Pesquisar este portal

24 julho, 2026

Grécia: KYSEA aprova contratos do C-390 e do Escudo de Aquiles e fecha o maior pacote de defesa do país

Conselho de Segurança Nacional grego referendou em 23 de julho a compra dos três C-390 por EUR 597 milhões, inserida num programa de modernização de EUR 4,3 bilhões presidido pelo sistema antimíssil israelense; ministro Dendias confirma que entregas do cargueiro da Embraer começam em 2027


*
LRCA Defense Consulting - 25/07/2026

A Grécia deu nesta quinta-feira, 23 de julho, o último passo institucional que faltava para transformar intenção em contrato: o Conselho de Governo para Assuntos Externos e Defesa Nacional (KYSEA), reunido no Palácio Maximos sob a presidência do primeiro-ministro Kyriakos Mitsotakis, aprovou os contratos de um pacote de aquisições de defesa avaliado em aproximadamente EUR 4,3 bilhões. O ministro da Defesa, Nikos Dendias, apresentou os programas e confirmou as decisões em entrevista coletiva ainda na tarde de quinta-feira.

Entre os itens aprovados estão os três Embraer C-390 Millennium — programa avaliado em EUR 597,5 milhões e que, desde a aprovação parlamentar de 10 de junho, aguardava o referendo do KYSEA para ter força contratual plena. A compra será executada por acordo governo a governo com Portugal, com a primeira aeronave prevista para 2027 e a última para 2030. Dendias confirmou que os aparelhos também terão capacidade de reabastecimento aéreo.

O Escudo de Aquiles: o centro de gravidade do pacote
A peça principal do programa aprovado pelo KYSEA é o sistema de defesa multicamadas batizado de Escudo de Aquiles, avaliado em até EUR 3,5 bilhões e construído em torno de tecnologia israelense. Rafael e Israel Aerospace Industries (IAI) fornecerão os componentes centrais: o sistema Spyder, o Barak MX e uma versão do David's Sling para defesa antibalística. Os três sistemas serão integrados por uma camada de comando e controle desenvolvida pela indústria de defesa grega, que participará do programa com EUR 700 milhões em contratos locais — ou seja, 25% do valor total.

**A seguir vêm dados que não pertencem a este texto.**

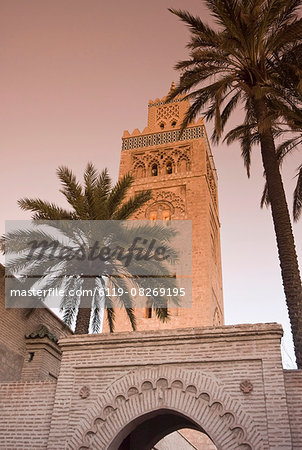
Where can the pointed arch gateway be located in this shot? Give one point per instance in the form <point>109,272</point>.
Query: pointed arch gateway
<point>180,396</point>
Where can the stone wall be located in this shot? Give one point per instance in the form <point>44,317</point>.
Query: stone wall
<point>293,385</point>
<point>14,325</point>
<point>25,417</point>
<point>241,366</point>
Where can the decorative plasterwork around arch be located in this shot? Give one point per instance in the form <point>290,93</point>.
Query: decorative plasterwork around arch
<point>177,205</point>
<point>191,393</point>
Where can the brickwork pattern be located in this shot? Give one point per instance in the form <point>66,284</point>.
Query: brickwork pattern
<point>293,385</point>
<point>25,417</point>
<point>224,355</point>
<point>14,325</point>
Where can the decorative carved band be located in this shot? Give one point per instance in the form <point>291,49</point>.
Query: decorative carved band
<point>193,394</point>
<point>165,137</point>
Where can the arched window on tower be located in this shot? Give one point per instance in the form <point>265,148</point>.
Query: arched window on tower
<point>139,171</point>
<point>216,318</point>
<point>169,168</point>
<point>154,170</point>
<point>148,310</point>
<point>183,165</point>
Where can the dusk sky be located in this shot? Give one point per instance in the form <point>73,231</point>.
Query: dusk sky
<point>74,75</point>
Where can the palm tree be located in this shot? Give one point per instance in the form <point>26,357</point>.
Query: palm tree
<point>238,63</point>
<point>94,202</point>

"Estará pronto e totalmente operacional em 35 meses a partir de hoje", disse Dendias. O sistema substituirá e complementará as baterias Patriot americanas e os vetustos S-300 russos que hoje compõem o escudo aéreo grego, integrando-se à rede de sensores e armas que inclui as futuras fragatas FDI Belharra, os F-16 Viper modernizados e os até 40 caças F-35 previstos para aquisição nos próximos anos.

Os demais programas aprovados pelo KYSEA
Além do Escudo de Aquiles e dos três C-390, o KYSEA referendou em 23 de julho outros sete programas. A compra de dez veículos submarinos VICTA da britânica SubSea Craft, ao custo de EUR 145 milhões, equipará as Forças de Operações Especiais com plataformas de inserção capaz de operar tanto na superfície quanto submersa, com oito unidades a serem construídas nos estaleiros de Skaramangas e duas no Reino Unido. A aquisição de dez sistemas de drone V-BAT Classe II, da Shield AI, por EUR 71 milhões, provê a Força Aérea e o Exército com capacidade de reconhecimento e designação de alvos em vertical takeoff and landing. Um sistema adicional Heron 1 da IAI, por EUR 40 milhões, reforça a frota de VANTs de longa endurance da Força Aérea Helênica, que já opera um sistema do tipo. 

A modernização antisubmarina das quatro fragatas MEKO-200HN, com sonares de casco M660 da Elbit Systems (subsidiária canadense Geospectrum Technologies), custa EUR 24 milhões. A compra de mísseis anticarro Hellfire AGM-114R2 de guiamento a laser, por EUR 108 milhões via FMF americano, amplia a capacidade ofensiva dos helicópteros de ataque AH-64A+. Microsatélites de radar de abertura sintética (SAR) serão desenvolvidos em parceria com a Polônia, no âmbito do mecanismo europeu SAFE, por EUR 80 milhões. Por fim, EUR 75,6 milhões foram aprovados para binóculos de visão noturna com câmera térmica para a infantaria.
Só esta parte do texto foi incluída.